Nobel laureate, Prof. Wole Soyinka, offered President Olusegun Obasanjo an unusual Christmas gift Wednesday by way of a 1,788-word biting response to claims Obasanjo made in his new and controversial three-volume memoir, My Watch.
Soyinka mockingly described the old general as “our Great Immortal, the Unparalleled Achiever, Divinely appointed Watchman”.
“Okikiola, [Mr Obasanjo’s middle name] the overgrown child of circumstance,” was how Soyinka called out at the former president whom he characterises as an individual with “capacity for infantile mischief, and for needless, mind-boggling provocations, such as his recent ‘literary’ intrusion…”
Defining Obasanjo’s many public interventions as a “compulsive career of lying” and the former soldier as a “Master of Mendacity,” Soyinka promised a “full, frontal dissection of Obasanjo’s My Watch for later, most especially since the work itself is currently under legal restraint and is not readily accessible to a general readership.”
However, he described Obasanjo as “a seasoned predator on others’ achievements – he preys on their names, their characters, their motivations, their true lives, preys on gossip and preys on facts, preys on contributions to collective undertakings…even preys on their identities, substituting his own where possible. Well, hopefully he may actually believe in the inevitable End to all vanities?”
The two elder citizens have a long history of squabbles and public disagreements, but in his current comments, Soyinka is part-sarcastic, part-playful, but still broad-sweeping, from the personal to the policy ramifications of Obasanjo’s life story.
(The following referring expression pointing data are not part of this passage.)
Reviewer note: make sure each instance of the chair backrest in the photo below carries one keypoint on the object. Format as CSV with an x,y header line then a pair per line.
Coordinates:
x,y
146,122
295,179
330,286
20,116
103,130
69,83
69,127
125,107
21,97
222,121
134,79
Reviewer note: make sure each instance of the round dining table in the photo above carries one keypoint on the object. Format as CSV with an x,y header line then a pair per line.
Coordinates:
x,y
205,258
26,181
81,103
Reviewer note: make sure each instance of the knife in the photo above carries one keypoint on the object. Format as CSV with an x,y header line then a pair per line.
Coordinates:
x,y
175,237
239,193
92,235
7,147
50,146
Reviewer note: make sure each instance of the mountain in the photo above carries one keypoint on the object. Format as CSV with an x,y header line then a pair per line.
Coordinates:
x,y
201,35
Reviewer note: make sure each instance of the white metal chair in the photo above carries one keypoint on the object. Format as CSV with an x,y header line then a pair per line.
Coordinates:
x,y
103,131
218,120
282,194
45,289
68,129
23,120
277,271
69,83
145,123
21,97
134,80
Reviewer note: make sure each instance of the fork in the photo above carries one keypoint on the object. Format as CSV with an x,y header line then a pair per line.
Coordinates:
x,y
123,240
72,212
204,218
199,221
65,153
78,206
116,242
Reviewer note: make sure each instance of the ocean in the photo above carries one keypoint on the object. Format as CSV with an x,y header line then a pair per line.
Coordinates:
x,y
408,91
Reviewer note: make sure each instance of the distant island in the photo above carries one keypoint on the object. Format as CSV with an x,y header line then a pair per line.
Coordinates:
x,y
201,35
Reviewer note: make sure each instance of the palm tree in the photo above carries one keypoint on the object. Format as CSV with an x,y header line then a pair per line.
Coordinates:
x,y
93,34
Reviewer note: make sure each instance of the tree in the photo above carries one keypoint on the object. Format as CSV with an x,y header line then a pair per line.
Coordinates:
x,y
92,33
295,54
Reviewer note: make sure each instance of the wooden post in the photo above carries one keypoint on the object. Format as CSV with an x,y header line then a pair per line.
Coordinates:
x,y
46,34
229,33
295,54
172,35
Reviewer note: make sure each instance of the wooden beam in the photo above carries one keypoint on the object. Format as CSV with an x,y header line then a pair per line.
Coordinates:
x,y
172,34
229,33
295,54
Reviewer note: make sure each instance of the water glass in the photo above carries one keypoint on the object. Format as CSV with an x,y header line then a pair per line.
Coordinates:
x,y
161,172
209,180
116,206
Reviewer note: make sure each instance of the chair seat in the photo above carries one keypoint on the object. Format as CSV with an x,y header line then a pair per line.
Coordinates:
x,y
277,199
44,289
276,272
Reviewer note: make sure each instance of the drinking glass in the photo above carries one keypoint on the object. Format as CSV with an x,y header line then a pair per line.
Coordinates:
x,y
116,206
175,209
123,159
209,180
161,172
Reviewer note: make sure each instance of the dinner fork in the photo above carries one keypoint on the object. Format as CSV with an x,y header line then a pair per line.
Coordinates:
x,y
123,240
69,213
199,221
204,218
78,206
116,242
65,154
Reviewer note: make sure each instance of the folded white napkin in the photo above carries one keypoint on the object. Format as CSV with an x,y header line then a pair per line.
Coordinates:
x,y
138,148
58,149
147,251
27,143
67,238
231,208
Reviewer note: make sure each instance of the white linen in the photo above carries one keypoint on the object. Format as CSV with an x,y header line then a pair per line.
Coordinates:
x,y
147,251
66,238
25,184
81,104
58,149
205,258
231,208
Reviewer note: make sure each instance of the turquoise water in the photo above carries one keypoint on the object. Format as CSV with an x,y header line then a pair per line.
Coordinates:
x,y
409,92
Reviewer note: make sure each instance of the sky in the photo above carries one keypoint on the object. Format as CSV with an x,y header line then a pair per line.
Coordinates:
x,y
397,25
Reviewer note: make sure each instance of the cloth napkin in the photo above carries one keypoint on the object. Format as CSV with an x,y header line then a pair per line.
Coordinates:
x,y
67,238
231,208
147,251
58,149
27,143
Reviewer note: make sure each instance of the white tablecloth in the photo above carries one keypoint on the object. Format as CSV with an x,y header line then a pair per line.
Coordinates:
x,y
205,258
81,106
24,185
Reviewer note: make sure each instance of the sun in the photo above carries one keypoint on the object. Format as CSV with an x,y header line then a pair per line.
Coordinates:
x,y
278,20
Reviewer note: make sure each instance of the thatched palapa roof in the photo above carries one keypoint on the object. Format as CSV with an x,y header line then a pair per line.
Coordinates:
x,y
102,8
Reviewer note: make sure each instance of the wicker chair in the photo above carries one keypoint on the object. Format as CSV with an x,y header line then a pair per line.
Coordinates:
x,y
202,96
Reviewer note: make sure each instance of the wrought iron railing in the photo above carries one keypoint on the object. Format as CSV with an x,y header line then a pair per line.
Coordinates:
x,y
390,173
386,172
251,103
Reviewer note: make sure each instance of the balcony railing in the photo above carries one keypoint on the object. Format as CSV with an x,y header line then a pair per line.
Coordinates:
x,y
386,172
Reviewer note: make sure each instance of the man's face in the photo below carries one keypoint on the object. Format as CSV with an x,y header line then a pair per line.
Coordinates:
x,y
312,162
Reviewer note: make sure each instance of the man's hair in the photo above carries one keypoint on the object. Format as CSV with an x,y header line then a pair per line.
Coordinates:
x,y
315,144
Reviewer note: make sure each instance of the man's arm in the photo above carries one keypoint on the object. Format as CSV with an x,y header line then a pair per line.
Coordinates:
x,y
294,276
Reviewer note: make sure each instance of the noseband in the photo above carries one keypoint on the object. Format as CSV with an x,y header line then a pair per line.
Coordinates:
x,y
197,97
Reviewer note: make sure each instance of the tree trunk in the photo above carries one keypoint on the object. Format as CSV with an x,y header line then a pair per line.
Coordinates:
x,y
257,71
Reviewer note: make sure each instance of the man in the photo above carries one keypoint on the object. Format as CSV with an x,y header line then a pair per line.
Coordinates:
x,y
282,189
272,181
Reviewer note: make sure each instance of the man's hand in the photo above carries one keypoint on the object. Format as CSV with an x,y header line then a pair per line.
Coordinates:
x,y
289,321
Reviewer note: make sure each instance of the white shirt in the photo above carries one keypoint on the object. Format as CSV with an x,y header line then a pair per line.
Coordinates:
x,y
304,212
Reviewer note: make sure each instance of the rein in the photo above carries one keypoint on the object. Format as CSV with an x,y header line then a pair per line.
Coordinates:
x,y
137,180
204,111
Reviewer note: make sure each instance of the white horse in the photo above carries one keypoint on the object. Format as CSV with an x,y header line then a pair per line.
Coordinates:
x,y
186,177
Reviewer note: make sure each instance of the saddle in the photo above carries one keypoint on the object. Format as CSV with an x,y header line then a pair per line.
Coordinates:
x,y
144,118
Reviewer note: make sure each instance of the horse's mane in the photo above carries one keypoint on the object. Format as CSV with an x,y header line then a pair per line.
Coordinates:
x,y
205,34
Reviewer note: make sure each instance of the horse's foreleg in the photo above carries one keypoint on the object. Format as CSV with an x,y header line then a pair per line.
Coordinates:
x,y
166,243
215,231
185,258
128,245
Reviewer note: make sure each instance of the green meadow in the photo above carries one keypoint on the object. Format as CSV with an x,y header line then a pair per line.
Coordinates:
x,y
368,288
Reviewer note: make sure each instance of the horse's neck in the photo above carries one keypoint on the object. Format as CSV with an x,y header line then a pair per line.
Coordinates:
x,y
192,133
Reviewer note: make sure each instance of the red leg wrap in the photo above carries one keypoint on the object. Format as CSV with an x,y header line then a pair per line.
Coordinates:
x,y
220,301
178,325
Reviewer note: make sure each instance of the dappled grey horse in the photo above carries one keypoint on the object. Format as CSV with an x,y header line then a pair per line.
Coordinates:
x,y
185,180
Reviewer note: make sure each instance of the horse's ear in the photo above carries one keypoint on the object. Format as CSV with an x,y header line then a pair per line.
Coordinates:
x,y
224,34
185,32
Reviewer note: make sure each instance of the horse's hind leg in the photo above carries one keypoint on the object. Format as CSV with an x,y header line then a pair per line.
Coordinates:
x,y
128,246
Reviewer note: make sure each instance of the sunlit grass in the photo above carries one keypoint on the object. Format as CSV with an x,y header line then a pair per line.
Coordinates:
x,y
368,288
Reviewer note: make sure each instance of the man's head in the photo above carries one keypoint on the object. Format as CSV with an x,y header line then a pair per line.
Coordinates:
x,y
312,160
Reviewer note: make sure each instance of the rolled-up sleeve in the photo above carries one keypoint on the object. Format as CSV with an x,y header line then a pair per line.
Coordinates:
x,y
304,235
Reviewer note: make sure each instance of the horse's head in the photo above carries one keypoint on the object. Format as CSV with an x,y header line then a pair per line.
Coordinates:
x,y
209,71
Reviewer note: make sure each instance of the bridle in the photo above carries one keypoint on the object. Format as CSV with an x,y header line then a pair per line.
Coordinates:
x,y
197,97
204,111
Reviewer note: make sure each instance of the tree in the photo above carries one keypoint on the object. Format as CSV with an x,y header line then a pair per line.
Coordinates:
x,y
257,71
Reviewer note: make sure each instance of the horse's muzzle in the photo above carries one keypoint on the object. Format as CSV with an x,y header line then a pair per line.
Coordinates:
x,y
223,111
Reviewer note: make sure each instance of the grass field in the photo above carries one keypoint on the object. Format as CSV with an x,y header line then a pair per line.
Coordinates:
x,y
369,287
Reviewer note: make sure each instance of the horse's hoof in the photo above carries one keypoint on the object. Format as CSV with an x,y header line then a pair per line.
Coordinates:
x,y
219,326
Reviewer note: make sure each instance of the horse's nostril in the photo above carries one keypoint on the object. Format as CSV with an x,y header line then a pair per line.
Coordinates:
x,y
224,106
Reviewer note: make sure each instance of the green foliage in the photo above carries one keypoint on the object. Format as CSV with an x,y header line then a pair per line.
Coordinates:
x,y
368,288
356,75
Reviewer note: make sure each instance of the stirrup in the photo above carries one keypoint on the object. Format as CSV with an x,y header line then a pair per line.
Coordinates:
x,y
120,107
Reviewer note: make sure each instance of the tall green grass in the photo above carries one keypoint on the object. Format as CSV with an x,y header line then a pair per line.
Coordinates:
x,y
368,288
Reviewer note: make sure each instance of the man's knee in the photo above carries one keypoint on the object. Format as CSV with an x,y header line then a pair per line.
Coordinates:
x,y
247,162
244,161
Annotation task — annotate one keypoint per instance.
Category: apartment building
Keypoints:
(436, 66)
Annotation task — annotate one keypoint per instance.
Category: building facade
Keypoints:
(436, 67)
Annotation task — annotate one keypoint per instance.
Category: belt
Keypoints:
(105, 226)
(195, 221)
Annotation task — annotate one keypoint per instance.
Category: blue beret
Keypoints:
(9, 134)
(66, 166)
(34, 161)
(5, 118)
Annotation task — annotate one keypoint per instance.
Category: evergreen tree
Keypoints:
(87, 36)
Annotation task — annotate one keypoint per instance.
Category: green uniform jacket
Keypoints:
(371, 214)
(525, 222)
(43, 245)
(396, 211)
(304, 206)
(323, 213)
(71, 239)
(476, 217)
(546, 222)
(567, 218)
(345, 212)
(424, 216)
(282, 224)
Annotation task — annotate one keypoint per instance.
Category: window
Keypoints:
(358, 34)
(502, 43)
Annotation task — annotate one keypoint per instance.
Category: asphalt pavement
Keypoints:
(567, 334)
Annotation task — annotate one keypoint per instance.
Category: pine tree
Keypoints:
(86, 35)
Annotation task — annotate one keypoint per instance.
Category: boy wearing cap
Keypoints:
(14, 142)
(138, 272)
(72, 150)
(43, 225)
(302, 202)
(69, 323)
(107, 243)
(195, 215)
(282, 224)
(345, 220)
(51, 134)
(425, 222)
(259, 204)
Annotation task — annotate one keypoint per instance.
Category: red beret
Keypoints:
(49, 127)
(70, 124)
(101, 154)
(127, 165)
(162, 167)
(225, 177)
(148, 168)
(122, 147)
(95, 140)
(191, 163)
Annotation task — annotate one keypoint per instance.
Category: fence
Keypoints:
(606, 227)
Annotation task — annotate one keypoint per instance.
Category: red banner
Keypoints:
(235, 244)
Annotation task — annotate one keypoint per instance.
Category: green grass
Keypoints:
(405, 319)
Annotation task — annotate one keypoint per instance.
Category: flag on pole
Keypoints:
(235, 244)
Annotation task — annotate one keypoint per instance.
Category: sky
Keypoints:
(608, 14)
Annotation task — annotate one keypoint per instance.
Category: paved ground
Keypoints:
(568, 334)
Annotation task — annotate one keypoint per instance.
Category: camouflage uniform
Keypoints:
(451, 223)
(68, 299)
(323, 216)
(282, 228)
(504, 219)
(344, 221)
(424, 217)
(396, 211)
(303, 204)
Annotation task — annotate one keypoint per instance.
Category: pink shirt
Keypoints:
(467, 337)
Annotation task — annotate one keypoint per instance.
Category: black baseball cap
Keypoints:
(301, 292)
He derisively described Obasanjo’s pet possession, the Presidential library at Abeokuta, as a “Presidential Laundromat,” pointing to the circumstances of the land acquisition as “morally dubious” and suggesting that it was “blatantly developed through a process that I denounced as ‘executive extortionism’.”
Soyinka was at his most scathing humour when he drew presumed parallels between Obasanjo, whom he calls “our Owu retiree soldier and prolific author,” and an admonitory fictional character in Fagunwa’s famous Yoruba novel, Igbo Olodumare: “The seventh…. is not among those who set out to improve the world but rather to cause distress to its inhabitants. It was through manipulations that he attained a high position.
“Having achieved this however, he constantly blocked the progress of those behind him, this being a most deplorable act in the eyes of God, and rank behaviour in the judgment of the dwellers of heaven – that anyone who has enjoyed upliftment in life should seek to be an obstacle for those who follow him.
“This man forgot the beings of earth, forgot the beings of heaven, in turn, he forgot the presence of God. The worst kind of behaviour agitated his hands – greed occupied the centre of his heart, and he was a creature that walked in darkness.
“This man wallowed in bribery, he was chairman of the circle of scheming, head of the gang of double-dealing, field-marshal of those who crept about in the dark of night.
“With his mouth, he ruined the work of others, while he used a big potsherd to cover the good works of some, that others might not see their attainments.
“He nosed around for secrets that would entrap his companions, and blew them up into monumental crimes in the eyes of the world. He who turns the world upside down, places the deceitful on the throne, casts the truthful down – because such is a being of base earth, he will never stand as equal among the uplifted.”
“Chei! There is Death o!” Soyinka concludes his response, in biting reference to the First Lady’s famous dramatic torment in the wake of the abduction of 219 Chibok schoolgirls.